It's for the Memory. You need to have a higher Bit interface to make full of the card's memory. For Example, a Card with 512MB of memory will generally have a 256bit interface. If it has a 128bit interface it would only be able to utilize 256MB of it's total, 512MB of memory. The bit interface always has to be exactly half the the entire memory to make full use of the total memory the GPU has.
It's for the Memory. You need to have a higher Bit interface to make full of the card's memory. For Example, a Card with 512MB of memory will generally have a 256bit interface. If it has a 128bit interface it would only be able to utilize 256MB of it's total, 512MB of memory. The bit interface always has to be exactly half the the entire memory to make full use of the total memory the GPU has.
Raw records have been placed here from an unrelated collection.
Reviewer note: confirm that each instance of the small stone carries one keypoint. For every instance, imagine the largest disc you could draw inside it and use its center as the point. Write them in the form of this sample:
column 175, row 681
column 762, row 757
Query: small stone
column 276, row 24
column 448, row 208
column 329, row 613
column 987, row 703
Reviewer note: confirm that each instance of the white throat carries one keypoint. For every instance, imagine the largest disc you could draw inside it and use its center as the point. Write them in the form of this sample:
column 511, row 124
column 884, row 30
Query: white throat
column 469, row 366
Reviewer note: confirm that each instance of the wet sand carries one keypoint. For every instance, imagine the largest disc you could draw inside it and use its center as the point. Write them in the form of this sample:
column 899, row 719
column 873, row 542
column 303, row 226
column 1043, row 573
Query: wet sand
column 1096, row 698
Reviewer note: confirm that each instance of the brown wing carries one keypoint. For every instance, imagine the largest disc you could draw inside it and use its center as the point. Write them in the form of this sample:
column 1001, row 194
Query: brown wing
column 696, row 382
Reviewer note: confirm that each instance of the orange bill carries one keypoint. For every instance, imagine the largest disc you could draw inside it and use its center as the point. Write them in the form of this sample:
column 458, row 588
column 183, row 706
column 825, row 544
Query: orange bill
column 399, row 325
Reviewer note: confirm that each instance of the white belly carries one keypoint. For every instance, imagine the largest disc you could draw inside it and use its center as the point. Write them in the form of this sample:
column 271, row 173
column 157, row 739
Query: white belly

Not wanting to start an argument, but that was not my understanding of the function of the memory interface. All the memory will be used, the interface is simply put the bandwidth that the GPU and the memory use to communicate. Therefore, a 256 bit interface can transfer information from the GPU at about twice the rate of the 128 bit, meaning that more info can be written to and from the memory faster. That is why the higher bitrate cards tend to have better performance with options such as antialaising (yeah, probably misspelled that one) enabled than one with a lower memory interface. I look at it like a highway and the info is the cars. You can get all the cars from point A to point B, but it would be faster with 4 lanes than with 2.
And on the subject of the topic of this thread, I picked up the XXX version of the 8800 GS Urza picked up (basically the same card, just clocked higher out of the box) and it is very nice, especially considering the price. And running 2 in SLI would probably give all the performance anyone would need at the moment.